First, in an explosive bolt in accordance with the present invention, cutting of the bolt is made by transmitting only pressure generated from the pressure generating means to a bolt body through a pressure transmitting means received in the bolt body without using separation gunpowder and connection gunpowder. Therefore, explosion impact is remarkably reduced, and the amount of fatal impact affecting electronic equipment, kinds of sensitive sensors or the like near the explosion is greatly reduced too, thereby preventing malfunctioning or a break-down of the electronic equipment and the like.

In addition, because separation gunpowder or connection gunpowder is not used, prevention against an accident due to undesired explosion, and management thereof can be easily made.

Also, because pressure generated from a pressure generating means can be transmitted to a desired position through a pressure transmitting means that is charged in a bolt body, a section to be separated, of the bolt body can be freely modified and designed, and a shape and a size can be variously changed, thereby facilitating separation, or operation and construction of an discharge system.

In addition, the separation can be made by charging a pressure transmitting means inside the bolt body without using separation gunpowder or connection gunpowder, thereby facilitating a manufacturing process and reducing a manufacturing cost.

As the present invention may be embodied in several forms without departing from the spirit or essential characteristics thereof, it should also be understood that the above-described embodiments are not limited by any of the details of the foregoing description, unless otherwise specified, but rather should be construed broadly within its spirit and scope as defined in the appended claims, and therefore all changes and modifications that fall within the metes and bounds of the claims, or equivalence of such metes and bounds are therefore intended to be embraced by the appended claims.

Claims

1. An explosive bolt comprising:

a bolt body forming a receiving space therein;

a pressure transmitting means received in the receiving space of the bolt body;

a pressure generating means connected to the pressure transmitting means and generating pressure; and

a cut portion formed at the bolt body and cut upon receiving pressure generated from the pressure generating means through the pressure transmitting means.

2. The explosive bolt of claim 1, wherein the bolt body comprises:

a body portion;

a screw portion formed at one end of the body portion; and

a head portion formed at the other end of the body portion.

3. The explosive bolt of claim 2, wherein the receiving space of the bolt body is formed from a boundary portion between the body portion and the screw portion to an end of the head portion, and is opened at the end of the head portion.

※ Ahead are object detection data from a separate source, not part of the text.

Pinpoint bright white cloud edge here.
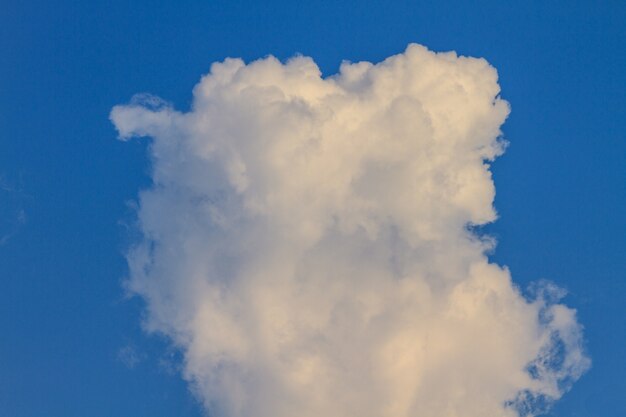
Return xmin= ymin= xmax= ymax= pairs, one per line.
xmin=111 ymin=45 xmax=590 ymax=417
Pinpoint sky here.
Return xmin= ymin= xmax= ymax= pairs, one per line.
xmin=0 ymin=0 xmax=626 ymax=417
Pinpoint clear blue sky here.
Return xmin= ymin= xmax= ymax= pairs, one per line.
xmin=0 ymin=0 xmax=626 ymax=417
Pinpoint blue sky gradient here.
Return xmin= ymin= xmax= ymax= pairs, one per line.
xmin=0 ymin=0 xmax=626 ymax=417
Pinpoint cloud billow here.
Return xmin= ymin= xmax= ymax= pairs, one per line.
xmin=111 ymin=45 xmax=589 ymax=417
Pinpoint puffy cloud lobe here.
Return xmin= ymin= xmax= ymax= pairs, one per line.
xmin=111 ymin=45 xmax=589 ymax=417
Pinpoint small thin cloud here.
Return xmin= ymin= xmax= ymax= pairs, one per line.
xmin=117 ymin=344 xmax=147 ymax=369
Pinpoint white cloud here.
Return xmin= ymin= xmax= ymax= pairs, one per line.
xmin=111 ymin=45 xmax=589 ymax=417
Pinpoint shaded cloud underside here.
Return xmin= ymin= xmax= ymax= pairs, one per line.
xmin=111 ymin=45 xmax=589 ymax=417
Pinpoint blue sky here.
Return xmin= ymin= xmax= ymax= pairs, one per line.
xmin=0 ymin=0 xmax=626 ymax=417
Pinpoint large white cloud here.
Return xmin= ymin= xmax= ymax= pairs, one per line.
xmin=111 ymin=45 xmax=589 ymax=417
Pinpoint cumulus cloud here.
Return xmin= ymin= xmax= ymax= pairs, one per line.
xmin=111 ymin=45 xmax=589 ymax=417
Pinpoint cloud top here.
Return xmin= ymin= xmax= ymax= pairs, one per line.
xmin=111 ymin=45 xmax=589 ymax=417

4. The explosive bolt of claim 3, wherein a coupling hole is formed perpendicular to the receiving space to be coupled to the pressure generating means.

5. The explosive bolt of claim 4, wherein the explosive bolt comprises a closing means for closing the receiving space by being coupled to the opened portion of the receiving space.

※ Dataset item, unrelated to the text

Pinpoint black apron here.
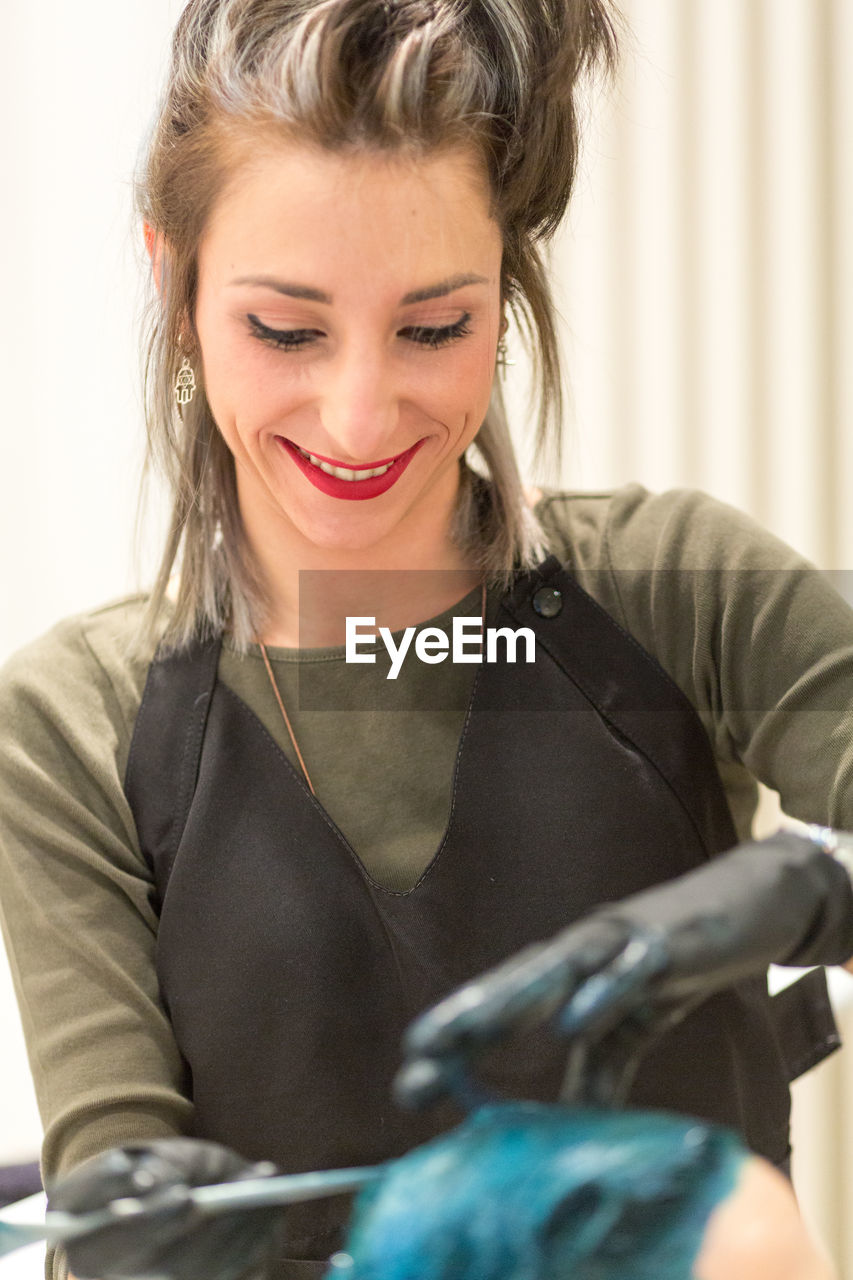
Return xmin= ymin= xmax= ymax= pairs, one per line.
xmin=126 ymin=558 xmax=839 ymax=1280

6. The explosive bolt of claim 1, wherein the pressure transmitting means is a liquid material having small compressibility and fluidity.

7. The explosive bolt of claim 6, wherein the pressure transmitting means is water.

8. The explosive bolt of claim 6, wherein the pressure transmitting means is oil.

9. The explosive bolt of claim 6, wherein the pressure transmitting means is a gel type material.

10. The explosive bolt of claim 6, wherein the pressure transmitting means is anti corrosion oil.

11. The explosive bolt of claim 2, wherein the cut portion is formed at an outer circumferential surface of a boundary portion between the body portion and the screw portion.

12. The explosive bolt of claim 11, wherein the cut portion has a groove in a circumferential direction.

13. The explosive bolt of claim 1, wherein the cut portion has a notch so that a cut position can be predetermined.

14. The explosive bolt of claim 13, wherein the notch is formed in plurality.

15. The explosive bolt of claim 13, wherein a thickness between an inner circumferential surface of the receiving space and a valley portion is 1 mm or smaller.